Private golf club in California

Cypress Point Club is a private golf club located in Pebble Beach, California, at the northern end of the Central Coast. Its single 18-hole course has been named as one of the finest in golf, best known for a series of dramatic holes along the Pacific Ocean.

== History ==
The course was designed in 1929 by golf course designer Alister MacKenzie, collaborating with fellow golf course architect Robert Hunter. It opened on August 11 that year.

The Cypress Point clubhouse was designed by George Washington Smith of Santa Barbara and decorated by artist and member Francis McComas and Frances Elkins. It opened in 1929 and is mostly unchanged from the original design. The club has 250 members.

Cypress Point is one of five golf clubs that participates in an annual rotating-venue members-only golf tournament known as SCAPS; the other clubs are Seminole Golf Club, Augusta National Golf Club, Pine Valley Golf Club, and San Francisco Golf Club.

== Golf course ==
Set in coastal dunes, the course's front nine enter the Del Monte forest, reemerging on the rocky coastline for the back nine.

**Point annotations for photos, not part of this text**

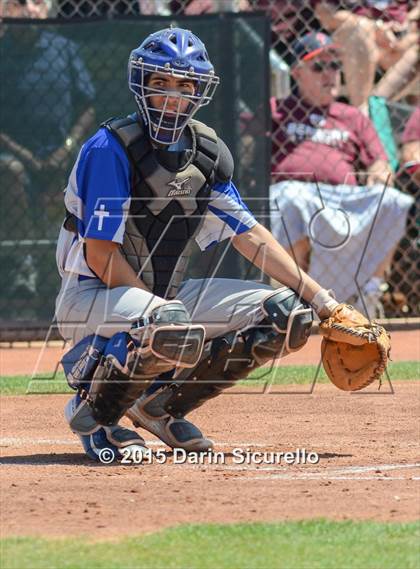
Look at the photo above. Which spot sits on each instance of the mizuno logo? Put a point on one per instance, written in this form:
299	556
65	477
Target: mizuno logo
179	188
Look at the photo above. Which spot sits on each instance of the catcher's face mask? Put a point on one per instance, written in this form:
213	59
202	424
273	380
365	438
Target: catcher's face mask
188	81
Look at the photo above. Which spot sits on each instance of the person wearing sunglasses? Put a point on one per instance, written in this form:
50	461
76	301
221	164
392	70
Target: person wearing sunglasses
329	170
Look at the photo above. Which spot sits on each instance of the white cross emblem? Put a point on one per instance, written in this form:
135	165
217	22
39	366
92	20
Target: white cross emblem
101	213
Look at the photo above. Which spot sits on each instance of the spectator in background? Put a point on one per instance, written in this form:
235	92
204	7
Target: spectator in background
373	33
25	8
46	99
327	227
410	151
45	105
87	8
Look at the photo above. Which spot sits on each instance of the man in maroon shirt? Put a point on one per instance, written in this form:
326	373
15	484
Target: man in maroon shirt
315	136
326	225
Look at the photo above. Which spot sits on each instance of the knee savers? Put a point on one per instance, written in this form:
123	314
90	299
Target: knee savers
285	329
112	374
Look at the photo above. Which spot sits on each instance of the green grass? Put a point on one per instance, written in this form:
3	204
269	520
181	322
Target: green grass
283	375
295	545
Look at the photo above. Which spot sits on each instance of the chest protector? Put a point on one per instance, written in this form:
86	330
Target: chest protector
170	193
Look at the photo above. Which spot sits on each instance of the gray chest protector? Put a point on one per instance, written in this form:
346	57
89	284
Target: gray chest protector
170	193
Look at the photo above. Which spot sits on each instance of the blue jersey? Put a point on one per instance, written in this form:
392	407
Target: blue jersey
99	195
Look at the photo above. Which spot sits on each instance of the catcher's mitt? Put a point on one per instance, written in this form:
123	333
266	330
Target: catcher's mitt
354	350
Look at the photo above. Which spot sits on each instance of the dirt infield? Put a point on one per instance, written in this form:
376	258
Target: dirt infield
367	445
41	359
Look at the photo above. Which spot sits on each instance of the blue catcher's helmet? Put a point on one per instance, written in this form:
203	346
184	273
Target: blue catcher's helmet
181	54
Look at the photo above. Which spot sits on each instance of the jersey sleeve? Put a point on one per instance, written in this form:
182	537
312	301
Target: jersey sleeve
227	216
103	186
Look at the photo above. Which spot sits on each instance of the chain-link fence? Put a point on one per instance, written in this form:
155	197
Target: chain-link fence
369	140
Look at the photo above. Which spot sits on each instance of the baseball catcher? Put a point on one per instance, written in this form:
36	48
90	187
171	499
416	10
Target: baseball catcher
147	344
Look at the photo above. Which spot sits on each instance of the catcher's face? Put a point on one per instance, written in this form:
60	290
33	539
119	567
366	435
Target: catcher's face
175	93
318	78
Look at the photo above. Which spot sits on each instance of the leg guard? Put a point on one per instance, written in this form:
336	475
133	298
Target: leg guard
285	329
105	443
130	362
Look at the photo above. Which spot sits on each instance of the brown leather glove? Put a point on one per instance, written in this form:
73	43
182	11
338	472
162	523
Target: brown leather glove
354	350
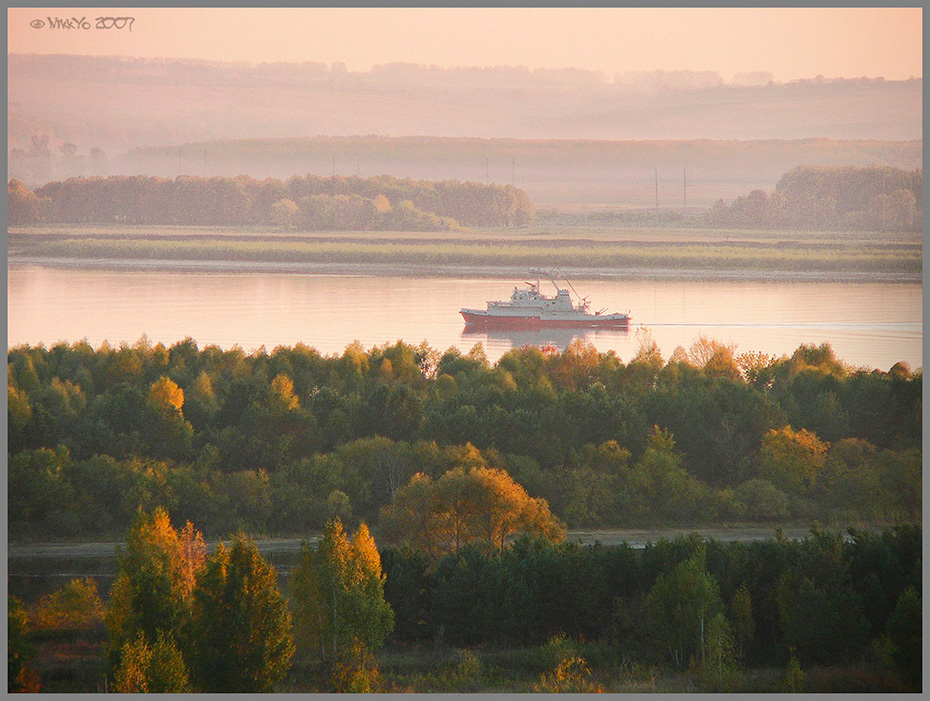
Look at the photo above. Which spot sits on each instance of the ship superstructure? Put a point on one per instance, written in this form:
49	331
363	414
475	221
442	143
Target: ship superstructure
530	308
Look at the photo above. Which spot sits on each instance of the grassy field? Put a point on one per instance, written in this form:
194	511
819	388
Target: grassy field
607	247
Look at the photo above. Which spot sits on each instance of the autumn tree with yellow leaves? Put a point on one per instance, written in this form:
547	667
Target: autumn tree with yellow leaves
466	505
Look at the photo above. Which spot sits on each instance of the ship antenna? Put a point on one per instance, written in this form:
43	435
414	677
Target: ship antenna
570	285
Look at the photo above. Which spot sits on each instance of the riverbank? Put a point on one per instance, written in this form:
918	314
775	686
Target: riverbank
635	538
582	252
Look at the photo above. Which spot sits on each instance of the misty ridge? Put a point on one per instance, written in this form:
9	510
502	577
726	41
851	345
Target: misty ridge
572	138
167	101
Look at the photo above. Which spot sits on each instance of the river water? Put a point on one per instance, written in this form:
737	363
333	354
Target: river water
870	324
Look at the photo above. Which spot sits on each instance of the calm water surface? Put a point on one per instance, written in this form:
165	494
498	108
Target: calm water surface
869	324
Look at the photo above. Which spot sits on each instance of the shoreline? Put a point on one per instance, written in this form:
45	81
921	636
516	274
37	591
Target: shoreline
508	272
636	538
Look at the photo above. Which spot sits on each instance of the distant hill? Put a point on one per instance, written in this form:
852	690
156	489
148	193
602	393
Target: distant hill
570	138
117	104
562	174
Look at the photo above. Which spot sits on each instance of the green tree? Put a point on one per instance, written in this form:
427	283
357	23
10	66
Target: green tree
241	634
792	460
720	669
744	625
73	606
338	594
795	679
156	668
679	607
905	633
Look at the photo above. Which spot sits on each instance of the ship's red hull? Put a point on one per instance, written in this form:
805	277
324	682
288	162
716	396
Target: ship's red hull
535	322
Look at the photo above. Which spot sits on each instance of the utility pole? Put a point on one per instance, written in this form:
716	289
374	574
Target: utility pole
657	195
685	178
884	200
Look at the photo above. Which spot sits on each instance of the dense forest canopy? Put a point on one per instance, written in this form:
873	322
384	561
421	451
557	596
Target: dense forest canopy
877	198
278	442
306	203
874	198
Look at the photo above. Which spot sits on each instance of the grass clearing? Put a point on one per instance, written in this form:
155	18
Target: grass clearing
840	255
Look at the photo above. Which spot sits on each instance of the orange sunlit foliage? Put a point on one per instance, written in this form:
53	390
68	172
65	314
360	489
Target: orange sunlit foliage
466	505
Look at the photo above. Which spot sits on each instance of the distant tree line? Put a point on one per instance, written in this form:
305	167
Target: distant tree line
279	442
304	203
876	198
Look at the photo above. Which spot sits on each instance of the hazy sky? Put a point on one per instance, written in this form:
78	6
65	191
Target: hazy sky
791	43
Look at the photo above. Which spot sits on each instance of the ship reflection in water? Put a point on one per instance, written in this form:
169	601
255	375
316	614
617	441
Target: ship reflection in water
560	338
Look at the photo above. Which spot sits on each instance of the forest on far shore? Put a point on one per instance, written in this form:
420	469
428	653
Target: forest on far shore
874	198
279	442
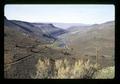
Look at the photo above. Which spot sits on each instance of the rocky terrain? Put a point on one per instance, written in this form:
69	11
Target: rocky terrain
26	43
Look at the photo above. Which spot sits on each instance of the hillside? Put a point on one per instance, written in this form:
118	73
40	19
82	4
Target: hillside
85	40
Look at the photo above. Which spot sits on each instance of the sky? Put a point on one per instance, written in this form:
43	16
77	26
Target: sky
61	13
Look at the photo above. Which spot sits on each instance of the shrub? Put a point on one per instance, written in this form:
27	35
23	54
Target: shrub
64	69
105	73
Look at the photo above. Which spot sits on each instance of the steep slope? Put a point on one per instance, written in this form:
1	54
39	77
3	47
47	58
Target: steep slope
46	32
85	40
21	54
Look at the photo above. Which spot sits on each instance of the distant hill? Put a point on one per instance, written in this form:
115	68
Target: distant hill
42	31
86	38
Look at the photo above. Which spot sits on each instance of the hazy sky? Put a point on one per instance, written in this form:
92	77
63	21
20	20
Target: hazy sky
87	14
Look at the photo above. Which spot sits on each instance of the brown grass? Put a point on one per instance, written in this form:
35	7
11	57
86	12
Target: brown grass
64	69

The signature hole is #16, which requires a 230 yd tee shot over the Pacific to a mid-sized green guarded by strategically placed bunkers.

Cypress Point Club was ranked #1 on Top100GolfCourses.com list of best golf courses in the US and #3 on Golf Digests 2025 list of America's 100 Greatest Golf Courses.

The golf course is considered one of the most exclusive in the world. Non-members require the invitation of a member to play.

==PGA Tour==
From 1947 through 1990 Cypress Point was on the PGA Tour as part of the multi-course AT&T Pebble Beach Pro-Am, founded by entertainer Bing Crosby. It was dropped from the rotation because it had no non-white members and refused to admit one to comply with the tour's anti-discrimination guidelines. Since then, Condoleezza Rice was admitted as a member of the club.

While no longer part of the AT&T Pebble Beach Pro-Am, many of the players continue to visit the course in the week leading up to the tournament.